On January 15 last year, the DCGI had asked the manufacturers to prove the safety and efficacy of the FDCs approved before October 1, 2012 and had made it clear that those FDCs approved by the State licencing authorities (SLAs) from October without the permission of the DCGI will be considered for ban.

“An issue has been raised regarding applicability of above requirements for FDCs licensed by State licencing authorities before 21.09.1988, after which all relevant provisions relating to New Drugs were introduced in Drugs and Cosmetics Rules.  The matter has been considered by this office and it is hereby clarified that requirements of providing safety and efficacy as mentioned above is not applicable for such FDCs which are licensed prior to 21st September 1988”, DCGI Dr GN Singh clarified in a letter addressed to all the state drug controllers in the country.

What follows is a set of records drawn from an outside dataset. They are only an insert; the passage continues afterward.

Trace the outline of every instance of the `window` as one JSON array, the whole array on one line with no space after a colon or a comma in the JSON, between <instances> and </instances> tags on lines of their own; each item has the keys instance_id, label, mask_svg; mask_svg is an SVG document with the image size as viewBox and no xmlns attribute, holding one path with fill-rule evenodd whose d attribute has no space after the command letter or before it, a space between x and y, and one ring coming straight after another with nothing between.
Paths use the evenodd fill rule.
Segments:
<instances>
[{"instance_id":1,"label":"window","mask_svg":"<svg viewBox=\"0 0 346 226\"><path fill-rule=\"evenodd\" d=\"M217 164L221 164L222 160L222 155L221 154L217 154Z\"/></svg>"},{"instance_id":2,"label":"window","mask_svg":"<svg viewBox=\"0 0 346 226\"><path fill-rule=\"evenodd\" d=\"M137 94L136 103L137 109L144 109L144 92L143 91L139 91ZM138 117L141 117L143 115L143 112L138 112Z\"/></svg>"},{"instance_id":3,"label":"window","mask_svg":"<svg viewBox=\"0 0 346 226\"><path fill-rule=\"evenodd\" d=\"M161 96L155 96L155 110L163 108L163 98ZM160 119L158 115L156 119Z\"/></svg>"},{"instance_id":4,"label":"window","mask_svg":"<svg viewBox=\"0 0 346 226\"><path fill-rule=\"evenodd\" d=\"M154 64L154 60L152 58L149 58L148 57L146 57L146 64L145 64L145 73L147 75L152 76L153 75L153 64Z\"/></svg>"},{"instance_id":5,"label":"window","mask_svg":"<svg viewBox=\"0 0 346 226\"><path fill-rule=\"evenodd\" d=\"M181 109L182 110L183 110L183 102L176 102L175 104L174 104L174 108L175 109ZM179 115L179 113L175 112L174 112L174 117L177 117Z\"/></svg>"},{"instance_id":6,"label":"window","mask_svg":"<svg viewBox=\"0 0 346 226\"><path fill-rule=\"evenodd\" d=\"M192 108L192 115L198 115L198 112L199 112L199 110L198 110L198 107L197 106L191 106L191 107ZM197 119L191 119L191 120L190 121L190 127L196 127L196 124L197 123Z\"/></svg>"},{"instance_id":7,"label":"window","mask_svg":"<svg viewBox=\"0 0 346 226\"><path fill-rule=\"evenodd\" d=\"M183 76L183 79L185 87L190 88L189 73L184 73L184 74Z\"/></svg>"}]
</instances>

The DCGI’s clarification comes at a time when the DCGI’s office is conducting the massive exercise of examining the rationality of thousands of FDCs permitted by the SLAs without due approval from the DCGI.

The union health ministry had earlier constituted expert panels for the exercise of examining and regularising the thousands of fixed dose combinations (FDCs) permitted for manufacture and sale in the country without due approval from the DCGI. The expert panels have already held three meetings and the fourth meeting is scheduled for June 11.